Anti-Semitism in full bloom- - - - - - - - -
Published: June 4, 2010, 04:33
SHIP TO GAZA The last few days show that the of Jews in Sweden are struggling against serious prejudice. Anti-Semitism exists among MPs, academics and on the internet, writes Willy Silberstein, Chairman of the Swedish Committee Against Anti-Semitism.
I read on the Socialist MP Veronica Palm’s blog: “Wondering who the chosen people will burn next time?” The quote is from a song by Bjorn Afzelius.
“The chosen people” does not refer to a country, but to the Jews as a group. And in this context — and in line with traditional anti-Semitic arguments — it aims to depict Jews as superior and evil.
After what has happened, how can more prominent Social Democrats in Parliament ask the question: Who are the Jews going to burn next time?
Veronica Palm quickly got cold feet. But not because of her own insight, but because she was criticized on her blog.
So a little later she writes: “I have now understood that the song quote, taken out of context, can be perceived as bordering on anti-Semitism.”
No, Veronica Palm, it is not on the border. It is anti-Semitic. Following events in the Middle East in general terms while pointing out Jews as wanting to burn, is actually putting collective blame on a particular group.
So thin is the veneer. I’m pretty sure that Palm is not anti-Semitic. But her ignorance is serious and worrying. Veronica Palm is vice-chairman of the parliamentary social committee. She is chairman of the Social Democrats in Stockholm. To ask, Who do the Jews want to burn next time? On the border with anti-Semitism?
On Newsmill, Torbjorn Tännsjö writes that Jews should distance themselves from Israeli government’s actions against the Ship to Gaza. Muslims must renounce terrorism where Muslims are involved.
This will eliminate any anti-Semitism and Islamophobia.
Torbjorn Tännsjö’s writings instead are an opening for anti-Semitic reactions if Jews do not reject Israel.. As every burqa-bearing woman we meet in the street must be able to produce proof that she has distanced herself from al Qaeda and so on. Otherwise, she is apparently to blame.
The veneer is thin. Tännsjö’s ideas are of the same character that we heard some time ago. Then the Jews in Malmö were told that to avoid harassment, they should condemn Israel’s war in Gaza.
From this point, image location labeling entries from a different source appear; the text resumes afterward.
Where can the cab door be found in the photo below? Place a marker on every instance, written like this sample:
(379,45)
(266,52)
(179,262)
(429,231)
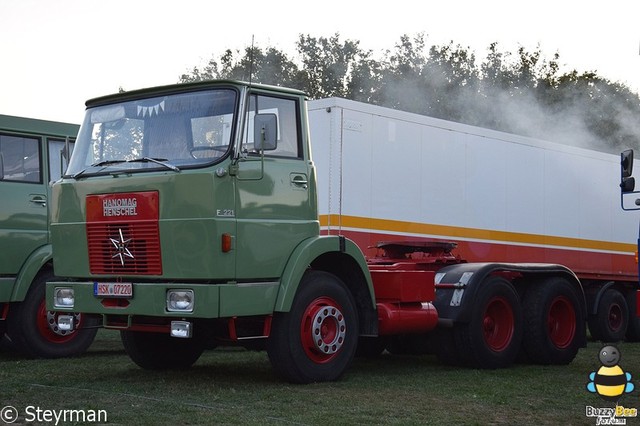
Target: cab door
(275,202)
(24,195)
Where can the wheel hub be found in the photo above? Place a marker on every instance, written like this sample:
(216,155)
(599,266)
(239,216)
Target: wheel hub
(329,329)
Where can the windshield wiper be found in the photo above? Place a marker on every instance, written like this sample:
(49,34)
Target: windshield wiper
(160,161)
(98,164)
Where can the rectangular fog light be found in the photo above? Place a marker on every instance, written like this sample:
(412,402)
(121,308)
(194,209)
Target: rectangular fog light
(63,297)
(181,329)
(180,300)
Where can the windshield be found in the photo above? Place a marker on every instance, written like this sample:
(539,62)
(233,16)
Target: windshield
(173,131)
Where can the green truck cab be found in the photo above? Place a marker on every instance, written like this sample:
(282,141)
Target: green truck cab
(188,215)
(33,153)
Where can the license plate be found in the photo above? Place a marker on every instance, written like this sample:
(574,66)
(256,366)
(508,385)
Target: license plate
(113,289)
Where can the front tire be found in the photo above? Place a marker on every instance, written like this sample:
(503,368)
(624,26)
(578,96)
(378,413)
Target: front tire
(316,340)
(34,330)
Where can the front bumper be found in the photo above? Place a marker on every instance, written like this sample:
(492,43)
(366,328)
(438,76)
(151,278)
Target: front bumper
(150,299)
Is the philosopher Tännsjö responsible for what philosophers around the world doing? If a philosopher goes berserk and kills a group of students, is it a moral duty for Tännsjö to act, or otherwise he himself will be subjected to harassment?
Through Facebook I received the following message from a person with a typically Jewish name: “For the last 48 hours, my children (who are adults) and I received about 45 phone calls on how we will be treated when they get hold of us Jews and finish the job that Hitler did not have time to do, how my children and grandchildren (and they knew the names of the children and grandchildren) should be killed in the square.”
On the Web prejudices are also in full bloom. “I hope this ends up in history books alongside all the other things about Jews and the Holocaust, that the Jews fought for ‘Democracy’ and ‘freedom’ through the pirate-like activities and murder.”
Among other things, the Swedish Committee against anti-Semitism arranges field trips for school children to concentration camps. It works not only against anti-Semitism but also against Islamophobia and homophobia, and works for people taking personal responsibility.
Nor does it escape criticism: “It is said that school children who travel to the concentration camps are paid by Israeli interests, and the ongoing abuses in the present day are not spoken about in school”.
It may be added that the trips are paid for by the schools and no one else.
Someone on the internet finds inspiration in an old Hollywood star: “I know it was Arnold Schwarzenegger who, when asked a question about why Jews have been persecuted for 2000 years and why people have always had problems with them, answered simply, ‘Where there is smoke, there is fire.’“
I think most Swedes believe that they live in a country where Jews, a small minority, have very few prejudices to contend with. But events in recent days show that under a very thin veneer there flourishes prejudice against Jews. Among MPs, academics, and hordes and on the net.